Single by Pat Boone

from the album Pat's Great Hits
- A-side: "Anastasia"
- Released: November 1956
- Genre: Pop
- Songwriter(s): Charles Singleton

Pat Boone singles chronology
| "Friendly Persuasion" / "Chains of Love" (1956) | "Don't Forbid Me" / "Anastasia" (1956) | "Why Baby Why" (1957) |

= Don't Forbid Me =

"Don't Forbid Me" is a popular song by Charles Singleton. Among Singleton's huge number of compositions was "Tryin' to Get to You", which had previously been recorded by Elvis Presley at Sun Records. In 1957, "Don't Forbid Me" was a number 1 hit for Pat Boone, and also peaked at number 10 on the Most Played R&B in Juke Boxes chart.

==Presley connection and version==
Pat Boone's recording and 1957 hit record though came with a little luck. The demo was first sent to Elvis Presley, who revealed this during the Million Dollar Quartet jam session in December 1956. As he recalled, "Have you heard Pat Boone's new record, called 'Don't Forbid Me'? It was written for me, it was sent to me, it stayed over at my house for 'bout ages, man I never did even see it. Too much junk around." Presley then took the acoustic guitar he was playing and ran down a couple of terrific versions by himself to demonstrate to the others how he might have done it. It would remain lost with the other Sun Records tapes of that magical session for the next 24 years.

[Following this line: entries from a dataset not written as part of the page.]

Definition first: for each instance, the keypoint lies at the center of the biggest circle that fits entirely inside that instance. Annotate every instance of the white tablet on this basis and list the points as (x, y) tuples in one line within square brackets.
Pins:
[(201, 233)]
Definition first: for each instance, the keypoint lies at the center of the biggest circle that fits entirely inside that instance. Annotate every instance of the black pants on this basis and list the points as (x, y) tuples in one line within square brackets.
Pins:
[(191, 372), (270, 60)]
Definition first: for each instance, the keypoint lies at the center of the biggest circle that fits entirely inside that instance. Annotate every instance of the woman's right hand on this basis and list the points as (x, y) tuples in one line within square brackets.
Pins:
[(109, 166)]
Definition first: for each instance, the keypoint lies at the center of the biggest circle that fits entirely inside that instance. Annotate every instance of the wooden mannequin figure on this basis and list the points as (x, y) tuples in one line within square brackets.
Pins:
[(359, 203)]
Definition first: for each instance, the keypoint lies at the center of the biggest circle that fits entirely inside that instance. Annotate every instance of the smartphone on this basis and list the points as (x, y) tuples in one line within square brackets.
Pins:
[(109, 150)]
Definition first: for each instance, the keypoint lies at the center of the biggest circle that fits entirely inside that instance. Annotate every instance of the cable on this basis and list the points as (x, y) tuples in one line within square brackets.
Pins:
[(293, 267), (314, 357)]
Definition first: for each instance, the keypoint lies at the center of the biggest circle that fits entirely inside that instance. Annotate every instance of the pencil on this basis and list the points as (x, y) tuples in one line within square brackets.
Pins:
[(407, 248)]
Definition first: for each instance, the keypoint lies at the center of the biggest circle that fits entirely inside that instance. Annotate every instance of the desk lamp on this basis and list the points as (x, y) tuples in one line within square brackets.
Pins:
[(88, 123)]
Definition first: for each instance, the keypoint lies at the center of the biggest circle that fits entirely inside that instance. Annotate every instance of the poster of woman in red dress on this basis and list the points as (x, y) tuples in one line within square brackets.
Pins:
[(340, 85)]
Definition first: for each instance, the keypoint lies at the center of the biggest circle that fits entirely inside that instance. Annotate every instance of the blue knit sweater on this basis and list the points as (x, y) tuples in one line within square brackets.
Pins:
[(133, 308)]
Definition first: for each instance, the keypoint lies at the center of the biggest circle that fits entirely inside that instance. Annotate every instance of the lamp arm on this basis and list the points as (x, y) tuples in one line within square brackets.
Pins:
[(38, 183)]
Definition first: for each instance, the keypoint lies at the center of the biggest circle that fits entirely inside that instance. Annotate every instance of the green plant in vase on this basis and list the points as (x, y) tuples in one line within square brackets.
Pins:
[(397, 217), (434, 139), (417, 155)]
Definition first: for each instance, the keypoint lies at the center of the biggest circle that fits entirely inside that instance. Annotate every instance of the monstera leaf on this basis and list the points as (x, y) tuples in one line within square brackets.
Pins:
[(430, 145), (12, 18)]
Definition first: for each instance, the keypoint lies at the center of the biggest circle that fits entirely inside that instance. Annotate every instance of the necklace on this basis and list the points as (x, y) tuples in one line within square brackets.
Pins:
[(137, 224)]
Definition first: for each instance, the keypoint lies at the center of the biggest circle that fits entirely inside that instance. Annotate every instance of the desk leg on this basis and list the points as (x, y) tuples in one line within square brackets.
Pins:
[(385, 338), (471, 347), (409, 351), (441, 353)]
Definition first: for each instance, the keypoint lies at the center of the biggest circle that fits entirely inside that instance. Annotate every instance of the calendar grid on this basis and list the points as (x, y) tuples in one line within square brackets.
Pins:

==The Beatles and Bert Kaempfert cover versions==
According to eminent author Mark Lewisohn in "The Complete Beatles Chronicles" (p. 362), The Beatles performed Don't Forbid Me on stage from at least 1960 and through 1961, which would have been in Liverpool and Hamburg, with Paul McCartney on lead vocal, but no recording is known to survive. However, their performance of it on stage in Hamburg is probably where big-band conductor, arranger, writer and producer Bert Kaempfert heard the song, as he had previously never covered a single rock song of any sort for his instrumental records. Thus, in 1961 the celebrated Kaempfert recorded a version of the song for his instrumental album, The Wonderland of Bert Kaempfert. Kaempfert also signed The Beatles to record for Polydor, backing their friend — and almost Beatle — Tony Sheridan.